Press Play Button Below, Synchronize Reading & Listening "Habits Podcast" *An Audio Blog*
We are comfort-seeking creatures, which leads to some self-destructive behaviour. Despite this, we may modify our habits with some planning, effort, and attention. Let us discuss some tips:-
Rather than pushing yourself more, try something new.
Why, despite your best efforts, is it so tough to quit smoking, shopping, or gnawing your nails? Part of the difficulty is people’s dependence on their motivation and willpower, which frequently fails. Instead, attempt more targeted habits-breaking tactics.
Shift the Perspective
Can’t seem to break a bad habit? The goal is to make a change in the outside world, which you can control, rather than in your thoughts, which requires more work. Instead of forcing yourself to forego dessert, remove all sweets from the house, and instead of simply wishing to get off the sofa and exercise, get a big dog that makes it mandatory.
Take Off Your Shades
Blind optimism can leave you unprepared for unavoidable setbacks. Instead, determine the most significant impediment to quitting your habit so that you may plan ahead of time to overcome it. People who did this exercised twice as much as those who just set a goal, according to one study.
Attack the Point of Weakness
When attempting to break a habit, we frequently try to change the routine while neglecting the cue that initiates it and the benefit we derive from it. However, because the routine is frequently the most strongly entrenched part of a habit, we should focus on the weakest link: Avoid the cue and look for a new source of the reward you’re looking for.
Be prepared to be uncomfortable.
Whether your objective is weight loss, better nutrition, increased physical fitness, or another lifestyle change, preparing yourself to feel uncomfortable is one of the most effective strategies to break undesirable habits.
“As humans, we fight discomfort,” “We wait for a surge of willpower or a sensation to wash over us. In actuality, it is our refusal to accept that something will be unpleasant that hinders us from going where we need to go.”
Make a strategy.
To begin a new habit (or to break an old one): Include a start date and the methods you’ll use to improve your behaviour, as well as how you’ll track your progress and overcome obstacles. You should also be aware of your self-talk.
Always affirm and repeat to ourselves with deep intent, Life is hard right now; I’ll start later. You have to be careful not to be seduced away from change.
Set attainable objectives.
People frequently take on more than they are capable of. They say they’ll use the treadmill every day, but instead of starting slowly, they run for 30 minutes the first time. Not only might this cause physical harm, but it could also cause them to stop using the treadmill right away. Rather than making a massive effort, it’s critical to set small targets.
Create an incentive system.
Incentives can persuade you to do things you don’t want to do. For every day you engage in positive behaviour, you can construct symbolic rewards, such as putting money in a cookie jar.
Keep your objectives in mind.
Carry an index card with you that list the advantages of changing your behaviour for those moments when your emotions get the best of you. The benefits of a change should be immediate, such as decreased blood pressure, rather than long-term, such as a desire to spend more time with your grandchildren. When you’re in pain right now, you need a plan to cope with it as soon as possible.
Defend yourself against temptation.
Keep unhealthy items out of your cupboard and refrigerator if you want to eat healthily. If you want to quit smoking, get rid of all of your cigarettes. This not only avoids temptation but also serves as a deterrent by preventing the purchase of these things. You may save the money you would have spent on these items and use it later to purchase something you desire.

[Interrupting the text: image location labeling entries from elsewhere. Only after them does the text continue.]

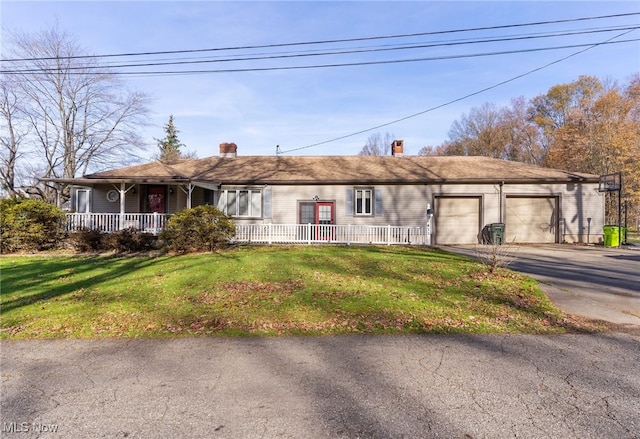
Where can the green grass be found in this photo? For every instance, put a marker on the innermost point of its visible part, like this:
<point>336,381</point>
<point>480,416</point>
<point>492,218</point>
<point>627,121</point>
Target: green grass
<point>633,237</point>
<point>268,291</point>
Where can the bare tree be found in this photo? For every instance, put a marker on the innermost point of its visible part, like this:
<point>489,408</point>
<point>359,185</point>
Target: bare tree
<point>80,116</point>
<point>377,145</point>
<point>12,133</point>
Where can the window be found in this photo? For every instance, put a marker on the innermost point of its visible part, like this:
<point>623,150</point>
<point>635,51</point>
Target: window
<point>238,202</point>
<point>364,201</point>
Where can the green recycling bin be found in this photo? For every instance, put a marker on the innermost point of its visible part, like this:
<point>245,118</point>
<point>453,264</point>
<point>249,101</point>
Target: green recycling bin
<point>496,233</point>
<point>611,236</point>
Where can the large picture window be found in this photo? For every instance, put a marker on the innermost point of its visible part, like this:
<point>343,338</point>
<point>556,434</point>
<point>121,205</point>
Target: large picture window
<point>363,201</point>
<point>239,202</point>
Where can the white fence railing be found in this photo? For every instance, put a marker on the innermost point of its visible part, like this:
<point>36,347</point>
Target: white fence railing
<point>335,234</point>
<point>110,222</point>
<point>262,233</point>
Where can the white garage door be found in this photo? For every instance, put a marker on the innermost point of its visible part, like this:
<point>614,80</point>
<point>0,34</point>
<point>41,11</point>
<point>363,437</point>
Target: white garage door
<point>533,220</point>
<point>457,220</point>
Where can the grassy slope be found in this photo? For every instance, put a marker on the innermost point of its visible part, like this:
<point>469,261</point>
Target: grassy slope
<point>268,291</point>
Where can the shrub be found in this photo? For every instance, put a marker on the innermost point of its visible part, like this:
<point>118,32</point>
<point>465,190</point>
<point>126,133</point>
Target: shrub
<point>129,240</point>
<point>203,228</point>
<point>86,240</point>
<point>29,225</point>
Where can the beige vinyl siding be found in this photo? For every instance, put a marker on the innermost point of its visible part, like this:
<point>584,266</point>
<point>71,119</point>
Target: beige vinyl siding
<point>402,205</point>
<point>457,219</point>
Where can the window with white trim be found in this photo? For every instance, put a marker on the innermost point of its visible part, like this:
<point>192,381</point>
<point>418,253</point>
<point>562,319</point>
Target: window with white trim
<point>363,201</point>
<point>241,203</point>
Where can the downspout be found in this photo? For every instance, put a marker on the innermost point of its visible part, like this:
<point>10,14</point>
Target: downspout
<point>501,202</point>
<point>123,193</point>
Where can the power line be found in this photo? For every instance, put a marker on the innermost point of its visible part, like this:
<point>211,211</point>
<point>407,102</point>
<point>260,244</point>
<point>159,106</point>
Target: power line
<point>411,116</point>
<point>346,64</point>
<point>339,52</point>
<point>343,40</point>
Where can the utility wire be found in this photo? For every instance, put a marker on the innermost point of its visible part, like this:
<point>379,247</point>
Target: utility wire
<point>609,41</point>
<point>344,40</point>
<point>338,52</point>
<point>347,64</point>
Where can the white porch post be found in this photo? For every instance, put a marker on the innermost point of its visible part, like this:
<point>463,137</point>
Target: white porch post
<point>429,218</point>
<point>123,194</point>
<point>188,191</point>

Recognize that you are on your way somewhere.
What occurs once you recognise a behavioural shift? It’s time to establish a maintenance routine and enter the relapse prevention model.
“Our humanity has the power to drag us back,” We’re creatures of habit, yet we still have some control over our negative behaviours. If you find yourself falling back into poor patterns, remember that getting where you want to go can take a long time.